Ja nie chcę być traktowana jak niepełnosprawny niuniuś, chcę dobrze wywiązywać się ze swoich zadań i wiem czego potrzebuję do tego, by dobrze pracować. Za to wcale nie potrzebuję, żeby ciągle ktoś podtykał mi pod nos i sprawdzał czy czasem nie dzieje mi się krzywda, bo dzwoni dzwonek i trzeba wyjść na dyżur, bo zbliża się wrzesień i trzeba opracować plan dydaktyczny, bo jestem wychowawcą i muszę iść na zebranie ….

Mam prawo wymagać, by pracodawca dbał o przyzwoite warunki pracy, chcę wiedzieć jakie są realia i dyskutować, negocjować, ale nie podoba mi się awanturnictwo w stylu „bo mnie się tu należy”.

 

I nadal zostanę przy swoim – szkoła jest dla ucznia

To nie uczniów się przyjmuje dla zapewnienia pracy nauczycielom, tylko odwrotnie – zależnie od liczby chętnych uczniów zatrudnia się odpowiednią liczbę nauczycieli.

Nikt nie zwalnia uczniów ze szkoły tylko dlatego że jest za mało nauczycieli – a odwrotnie i owszem.

 

Poza tym nauczyciel jest w końcu dorosłym człowiekiem – podpisując umowę o pracę zawiera kontrakt, z którego niestety jak życie pokazuje (i Forum) często się  nie wywiązuje. Dlatego nie akceptuję takich „nauczycieli”, a podziwiam tych, którzy podejmując decyzję, że jest to ich ostatni rok w szkole, pracują do ostatniego dnia tak jakby nie szli od jutra na emeryturę.

Wg mnie mieszamy tu dwa światy – świat ucznia i świat nauczyciela pracownika. One nie mogą bez siebie funkcjonować, ale to nie znaczy, że te obszary się pokrywają. One tylko do siebie przystają, i dobrze jeśli wszystko jest we właściwych proporcjach.

Zbyt często układ dyrektor – nauczyciel przypomina mi układ uczeń – nauczyciel.
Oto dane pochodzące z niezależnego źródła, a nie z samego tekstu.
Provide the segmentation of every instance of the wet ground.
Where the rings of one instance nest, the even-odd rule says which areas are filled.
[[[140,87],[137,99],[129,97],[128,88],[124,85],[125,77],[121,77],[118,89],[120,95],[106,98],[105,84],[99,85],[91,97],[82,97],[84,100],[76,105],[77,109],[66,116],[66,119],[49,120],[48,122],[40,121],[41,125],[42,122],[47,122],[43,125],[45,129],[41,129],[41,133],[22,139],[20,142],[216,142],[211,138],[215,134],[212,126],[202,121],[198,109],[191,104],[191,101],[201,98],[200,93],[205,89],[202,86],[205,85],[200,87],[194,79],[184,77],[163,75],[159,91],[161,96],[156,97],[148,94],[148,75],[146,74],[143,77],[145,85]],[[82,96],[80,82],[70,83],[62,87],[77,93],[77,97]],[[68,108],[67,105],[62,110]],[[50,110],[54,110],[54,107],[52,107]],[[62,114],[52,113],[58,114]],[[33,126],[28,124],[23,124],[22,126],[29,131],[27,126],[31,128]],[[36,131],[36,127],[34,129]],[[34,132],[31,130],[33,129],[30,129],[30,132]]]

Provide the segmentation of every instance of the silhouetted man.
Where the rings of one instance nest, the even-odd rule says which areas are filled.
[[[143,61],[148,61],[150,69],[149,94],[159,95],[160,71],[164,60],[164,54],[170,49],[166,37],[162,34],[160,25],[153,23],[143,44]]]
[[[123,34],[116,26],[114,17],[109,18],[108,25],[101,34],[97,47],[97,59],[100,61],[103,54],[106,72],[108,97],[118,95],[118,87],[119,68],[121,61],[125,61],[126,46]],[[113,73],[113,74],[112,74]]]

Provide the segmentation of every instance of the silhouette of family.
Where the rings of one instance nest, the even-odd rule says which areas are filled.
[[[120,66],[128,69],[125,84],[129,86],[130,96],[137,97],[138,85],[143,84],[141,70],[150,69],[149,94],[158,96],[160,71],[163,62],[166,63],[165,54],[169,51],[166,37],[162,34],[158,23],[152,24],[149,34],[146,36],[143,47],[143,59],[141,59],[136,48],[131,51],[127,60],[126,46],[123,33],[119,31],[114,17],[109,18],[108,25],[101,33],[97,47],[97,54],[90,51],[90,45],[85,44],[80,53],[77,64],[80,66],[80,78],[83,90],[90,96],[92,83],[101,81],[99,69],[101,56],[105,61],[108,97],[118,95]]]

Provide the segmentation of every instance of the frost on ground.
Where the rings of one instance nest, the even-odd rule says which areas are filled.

Chcę by pracodawca traktował mnie jak pracownika, a nie jak dziecko. Dlatego chętnie pracowałabym u takiego dyrektora jak Gaba. J

 

A wracając do nalixa, od którego się zaczęło. Z tego co pisze na różnych wątkach, to wygląda że całkiem nieźle sobie radzi i myślę, że dopnie swego (czego muzyczkę szczerze). Gdzieś pewnie trafi na tę swoją drugą połowę (pracowniczą).   A że nie jest łatwo – cóż „ w tym cały ambaras, żeby dwoje chciało na raz”.